Amir : La partialité à l'intérieur de Wikipédia est une question délicate parce qu'elle se produit à plusieurs niveaux. Un niveau très discuté est le biais dans les références. Toutes les références ne sont pas accessibles. Ce que la fondation Wikimedia a essayé de faire, c'est de donner un accès gratuit aux bibliothèques payantes. Ils réduisent le biais en n'utilisant que des références en libre accès. Un autre type de biais est la connexion Internet, l'accès à Internet. Il y a beaucoup de gens qui ne l'ont pas. Une chose à propos de la Chine, c'est qu'Internet y est bloqué. Le contenu opposé au gouvernement de la Chine au sein du Wikipédia chinois est plus élevé parce que les éditeurs [qui peuvent accéder au site Web] ne sont pas pro-gouvernement et essayent de le rendre plus neutre. On le remarque donc à beaucoup d'endroits. En ce qui concerne l'intelligence artificielle et le modèle que nous utilisons chez Wikipedia, c'est plutôt une question de transparence. Il existe un livre sur la façon dont les préjugés dans les modèles d'IA peuvent briser la vie des gens, intitulé "Weapons of Math Destruction". On y parle de modèles [IA] aux États-Unis qui classent les enseignants. C’est assez horrible parce qu'il y aura forcément des préjugés. D’après leur recherche, la façon d’aborder la question serait d'abord d’avoir un modèle open source, où l’on peut voir quelles fonctionnalités sont utilisées avec des données ouvertes, afin que les gens puissent enquêter, trouver des biais, donner leur feedback et faire un rapport. Il devrait y avoir un moyen de réparer le système. Je ne pense pas que toutes les entreprises vont dans cette direction, mais Wikipédia, en raison des valeurs qu'elle défend, est au moins plus transparente et pousse d'autres personnes à faire de même.
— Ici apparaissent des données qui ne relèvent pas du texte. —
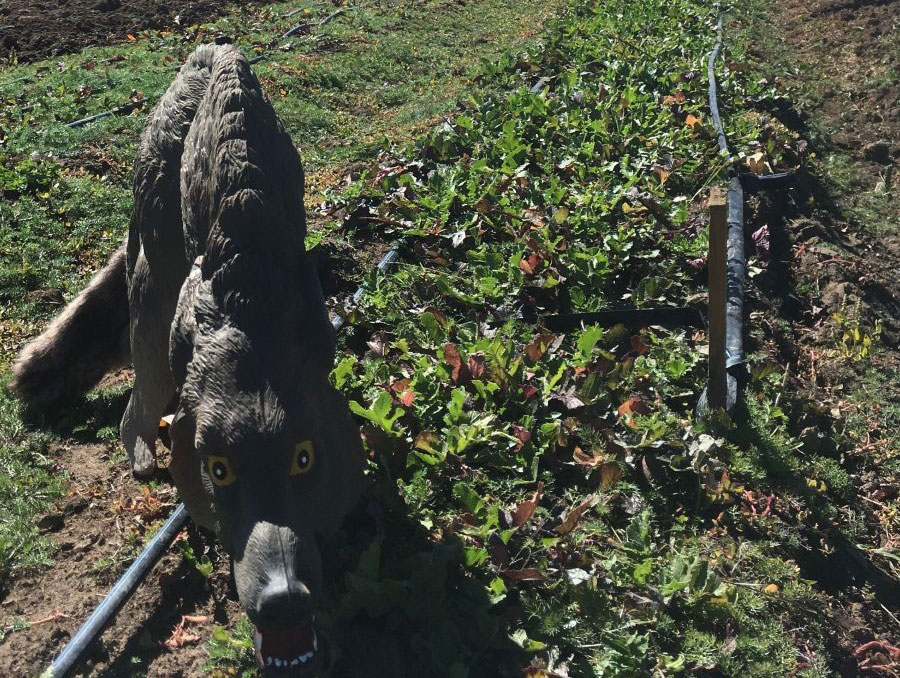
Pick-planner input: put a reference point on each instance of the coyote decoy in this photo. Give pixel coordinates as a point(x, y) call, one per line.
point(214, 299)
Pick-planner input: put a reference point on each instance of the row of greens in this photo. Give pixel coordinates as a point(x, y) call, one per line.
point(554, 503)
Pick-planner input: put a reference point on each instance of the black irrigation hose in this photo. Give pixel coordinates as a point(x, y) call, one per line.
point(118, 595)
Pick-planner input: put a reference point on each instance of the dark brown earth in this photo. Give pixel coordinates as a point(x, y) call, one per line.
point(30, 31)
point(835, 248)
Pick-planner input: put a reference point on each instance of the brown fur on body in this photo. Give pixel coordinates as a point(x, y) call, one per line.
point(227, 313)
point(89, 338)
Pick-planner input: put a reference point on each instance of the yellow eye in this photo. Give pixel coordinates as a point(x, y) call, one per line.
point(304, 458)
point(220, 470)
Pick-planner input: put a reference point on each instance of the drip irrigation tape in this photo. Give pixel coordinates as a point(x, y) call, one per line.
point(338, 322)
point(118, 595)
point(736, 266)
point(119, 110)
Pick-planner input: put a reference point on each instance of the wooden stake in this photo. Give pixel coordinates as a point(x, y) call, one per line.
point(717, 388)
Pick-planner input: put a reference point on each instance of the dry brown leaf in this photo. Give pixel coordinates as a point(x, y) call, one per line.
point(526, 509)
point(538, 346)
point(570, 521)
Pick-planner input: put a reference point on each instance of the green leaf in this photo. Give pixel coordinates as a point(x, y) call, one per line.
point(380, 412)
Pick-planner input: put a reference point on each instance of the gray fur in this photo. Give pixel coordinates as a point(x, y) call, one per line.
point(226, 312)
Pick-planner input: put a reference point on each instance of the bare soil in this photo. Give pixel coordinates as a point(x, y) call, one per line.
point(835, 245)
point(30, 31)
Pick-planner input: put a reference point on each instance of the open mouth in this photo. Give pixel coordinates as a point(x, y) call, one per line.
point(289, 649)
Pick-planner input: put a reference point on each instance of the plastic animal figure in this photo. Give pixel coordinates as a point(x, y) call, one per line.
point(217, 304)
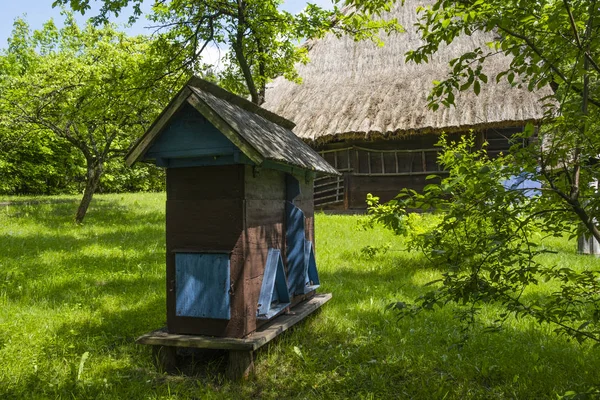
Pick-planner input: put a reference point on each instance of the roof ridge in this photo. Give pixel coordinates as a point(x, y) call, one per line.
point(199, 83)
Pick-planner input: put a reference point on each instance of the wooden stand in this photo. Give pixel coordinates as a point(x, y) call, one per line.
point(241, 357)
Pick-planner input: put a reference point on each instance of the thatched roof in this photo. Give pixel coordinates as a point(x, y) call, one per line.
point(259, 134)
point(358, 90)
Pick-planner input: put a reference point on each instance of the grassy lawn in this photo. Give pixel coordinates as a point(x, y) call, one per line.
point(74, 298)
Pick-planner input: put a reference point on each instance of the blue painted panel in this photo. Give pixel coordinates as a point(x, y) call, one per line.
point(189, 134)
point(295, 236)
point(274, 296)
point(203, 161)
point(312, 276)
point(202, 285)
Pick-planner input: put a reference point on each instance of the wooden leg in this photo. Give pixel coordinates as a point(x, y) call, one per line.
point(165, 358)
point(240, 365)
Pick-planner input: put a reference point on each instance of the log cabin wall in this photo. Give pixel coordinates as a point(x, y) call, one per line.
point(384, 167)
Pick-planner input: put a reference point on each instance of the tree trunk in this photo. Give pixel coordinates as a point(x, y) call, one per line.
point(95, 168)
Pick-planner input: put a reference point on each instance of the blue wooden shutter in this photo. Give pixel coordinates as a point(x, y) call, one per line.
point(274, 296)
point(202, 285)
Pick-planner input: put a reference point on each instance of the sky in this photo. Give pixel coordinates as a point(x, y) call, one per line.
point(37, 12)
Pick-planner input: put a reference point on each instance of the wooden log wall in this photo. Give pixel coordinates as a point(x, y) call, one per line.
point(392, 165)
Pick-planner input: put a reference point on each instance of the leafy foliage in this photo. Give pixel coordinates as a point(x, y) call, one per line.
point(260, 41)
point(487, 243)
point(87, 92)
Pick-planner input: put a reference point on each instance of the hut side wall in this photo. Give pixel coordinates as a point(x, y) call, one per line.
point(264, 228)
point(205, 214)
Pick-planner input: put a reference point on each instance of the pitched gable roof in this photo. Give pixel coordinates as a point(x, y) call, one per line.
point(258, 133)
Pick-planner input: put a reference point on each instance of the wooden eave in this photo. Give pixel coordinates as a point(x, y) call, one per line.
point(187, 96)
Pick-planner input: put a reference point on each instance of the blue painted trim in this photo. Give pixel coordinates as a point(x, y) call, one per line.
point(202, 284)
point(295, 236)
point(292, 188)
point(274, 296)
point(189, 135)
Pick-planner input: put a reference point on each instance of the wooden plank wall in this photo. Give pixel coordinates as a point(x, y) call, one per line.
point(264, 218)
point(265, 227)
point(387, 186)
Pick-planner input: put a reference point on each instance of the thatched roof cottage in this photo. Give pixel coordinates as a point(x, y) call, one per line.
point(365, 109)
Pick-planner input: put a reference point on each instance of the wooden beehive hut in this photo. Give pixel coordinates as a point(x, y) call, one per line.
point(239, 213)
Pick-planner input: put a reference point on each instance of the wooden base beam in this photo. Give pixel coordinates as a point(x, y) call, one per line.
point(241, 358)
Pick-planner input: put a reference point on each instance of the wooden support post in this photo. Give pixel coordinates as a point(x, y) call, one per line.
point(240, 364)
point(165, 358)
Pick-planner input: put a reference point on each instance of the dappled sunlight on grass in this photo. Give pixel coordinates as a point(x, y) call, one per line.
point(69, 290)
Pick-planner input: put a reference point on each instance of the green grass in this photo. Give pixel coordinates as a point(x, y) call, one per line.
point(73, 299)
Référence: https://gitlab.constantvzw.org/algolit/algolit/blob/master/algoliterary_encounter/Interview%20with%20Amir/AS.aac

Tay devient folle

Une histoire tristement célèbre est celle du programme d'apprentissage automatique Tay, conçu par Windows. Tay était un chatbot qui imitait une adolescente sur Twitter. Elle a vécu moins de 24 heures avant d'être éteinte. Peu de gens savent qu'avant cet incident, Microsoft avait déjà formé et publié XiaoIce sur l'application de chat la plus utilisée en Chine, WeChat. Le succès de XiaoIce a été si prometteur qu'il a conduit au développement de son homologue américain. Cependant, les développeurs de Tay n'étaient pas préparés pour le climat de la plateforme Twitter. Bien que le bot savait distinguer un nom d'un adjectif, il n'avait aucune compréhension de la signification réelle des mots. Le robot a rapidement appris à reproduire les insultes raciales et d'autres langages discriminatoires qu'il a appris par les autres utilisateurs de Twitter et les attaques de trolls.

L'apparition et la mort de Tay représentent une prise de conscience importante. Elle a montré les conséquences possibles de la corruption de l'apprentissage automatique lorsque le contexte culturel dans lequel l'algorithme doit vivre n'est pas pris en compte.